Tentara Tampanku

Tentara Tampanku
CUMA 2 MINGGU!


__ADS_3

Usia kandungan Rea saat ini sudah memasuki 7 bulan dan saat ini Rea masih belum cuti, "Re, lo lama banget dah cutinya," ucap Nina.


"Lo kenapa sih kayaknya selalu tanya gitu? jangan bilang kalau lo udah bosen ya lihat gue?" tanya Rea.


"Astaga gak gitulah Re, gue itu cuma khawatir aja nanti kalau lo tiba-tiba brojol di sini gimana?" tanya Nina.


"Ini masih 7 bulan kali lagian kan ada dokter Karin," ucap Rea.

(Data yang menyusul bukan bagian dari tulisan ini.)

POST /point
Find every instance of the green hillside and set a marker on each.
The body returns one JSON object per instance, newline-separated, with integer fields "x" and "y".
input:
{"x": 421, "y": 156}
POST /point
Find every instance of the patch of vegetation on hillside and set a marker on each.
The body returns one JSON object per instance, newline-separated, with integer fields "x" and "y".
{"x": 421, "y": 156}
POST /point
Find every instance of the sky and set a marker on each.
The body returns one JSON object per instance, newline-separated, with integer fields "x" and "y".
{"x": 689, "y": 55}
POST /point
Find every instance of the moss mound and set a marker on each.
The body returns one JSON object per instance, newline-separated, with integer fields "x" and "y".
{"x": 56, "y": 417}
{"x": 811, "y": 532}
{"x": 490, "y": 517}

"Iya juga sih ya, tapi kalau lo kecapean gimana? bisa-bisa gue yang kena semprot kapten Alan," ucap Nina.


"Yaudah, lo semprot balik aja kalau gitu," ucap Rea.

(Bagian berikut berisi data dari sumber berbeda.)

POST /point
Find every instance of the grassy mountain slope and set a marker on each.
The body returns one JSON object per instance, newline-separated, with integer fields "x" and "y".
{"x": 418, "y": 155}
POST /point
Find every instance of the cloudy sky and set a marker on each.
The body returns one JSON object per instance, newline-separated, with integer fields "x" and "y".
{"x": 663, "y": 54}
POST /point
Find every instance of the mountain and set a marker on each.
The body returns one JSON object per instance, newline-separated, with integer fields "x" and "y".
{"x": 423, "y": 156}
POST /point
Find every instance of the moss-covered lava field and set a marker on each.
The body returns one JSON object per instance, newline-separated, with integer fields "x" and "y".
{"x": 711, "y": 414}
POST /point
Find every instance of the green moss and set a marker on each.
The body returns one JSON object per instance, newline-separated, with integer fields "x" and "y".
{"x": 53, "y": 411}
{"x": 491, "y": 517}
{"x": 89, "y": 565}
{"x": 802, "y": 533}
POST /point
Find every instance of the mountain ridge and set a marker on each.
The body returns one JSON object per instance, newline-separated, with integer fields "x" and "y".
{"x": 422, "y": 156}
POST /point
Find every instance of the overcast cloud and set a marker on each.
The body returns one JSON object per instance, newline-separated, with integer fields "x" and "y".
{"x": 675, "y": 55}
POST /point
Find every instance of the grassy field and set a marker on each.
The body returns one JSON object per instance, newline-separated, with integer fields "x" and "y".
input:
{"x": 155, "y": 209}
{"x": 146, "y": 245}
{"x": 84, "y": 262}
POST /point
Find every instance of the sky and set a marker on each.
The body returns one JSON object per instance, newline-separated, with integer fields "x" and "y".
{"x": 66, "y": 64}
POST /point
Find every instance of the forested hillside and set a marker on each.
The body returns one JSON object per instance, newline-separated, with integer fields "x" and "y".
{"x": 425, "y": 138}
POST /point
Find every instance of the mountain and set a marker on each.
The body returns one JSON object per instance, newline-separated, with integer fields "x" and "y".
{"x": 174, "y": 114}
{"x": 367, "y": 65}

"Gak beranilah gue," ucap Nina.


"Btw, Qilla belum dateng ya?" tanya Rea.


"Dia tadi udah berangkat kok sama sersan Ryan," ucap Nina.


"Gue gak nyangka deh ternyata Qilla jodohnya sama sersan Ryan," ucap Rea.

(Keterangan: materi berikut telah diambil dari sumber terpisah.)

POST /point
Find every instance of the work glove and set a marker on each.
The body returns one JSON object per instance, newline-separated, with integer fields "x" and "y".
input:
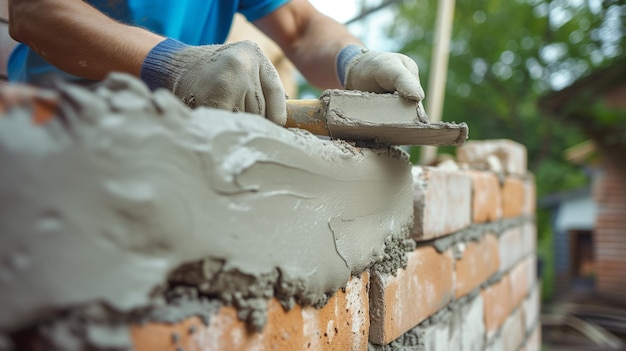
{"x": 234, "y": 77}
{"x": 379, "y": 72}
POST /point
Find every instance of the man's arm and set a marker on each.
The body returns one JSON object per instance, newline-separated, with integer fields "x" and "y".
{"x": 310, "y": 39}
{"x": 329, "y": 56}
{"x": 78, "y": 38}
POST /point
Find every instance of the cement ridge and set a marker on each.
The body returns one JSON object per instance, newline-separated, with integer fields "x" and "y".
{"x": 124, "y": 186}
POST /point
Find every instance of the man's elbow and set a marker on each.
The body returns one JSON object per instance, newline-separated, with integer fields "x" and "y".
{"x": 23, "y": 15}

"Sama gue juga gak nyangka bahkan nih ya gue kira sersan Ryan itu cuma bercanda waktu ngajak Qilla nikah eh tau-taunya ternyata beneran jadi dong," ucap Nina.


"Mereka udah seminggu lamarannya kan?" tanya Rea dan diangguki Nina.


"Terus sersan Ryan udah tahu dimana papanya Qilla belum?" tanya Rea.


"Belum, Qilla udah tanya ke sersan Ryan, tapi katanya dia gak tahu dimana papanya, tapi sersan Ryan tetep nyari papanya Qilla," ucap Nina.


"Semoga sersan Ryan cepet ketemu sama papanya Qilla ya," ucap Rea.


"Amin."


Beberapa saat kemudian, Qilla pun datang dan duduk di kursinya, "Kenapa tuh muka?" tanya Nina, saya melihat Qilla masuk dengan wajah cemberutnya.


"Sebel banget! masa katanya Ryan bakal ada tugas di perbatasan lagi," ucap Qilla.


"Sersan Ryan? terus kalau yang kapten Alan gimana?" tanya Rea.


"Gak tahu katanya sih iya juga," ucap Qilla.


"Ihhh kok gak bilang sih. Masa istrinya lagi hamil malah ditinggal," ucap Rea.


"Berapa lama emangnya?" tanya Nina.


"2 Minggu," ucap Qilla.


"Astaga, cuma 2 Minggu aja santai kali," ucap Nina.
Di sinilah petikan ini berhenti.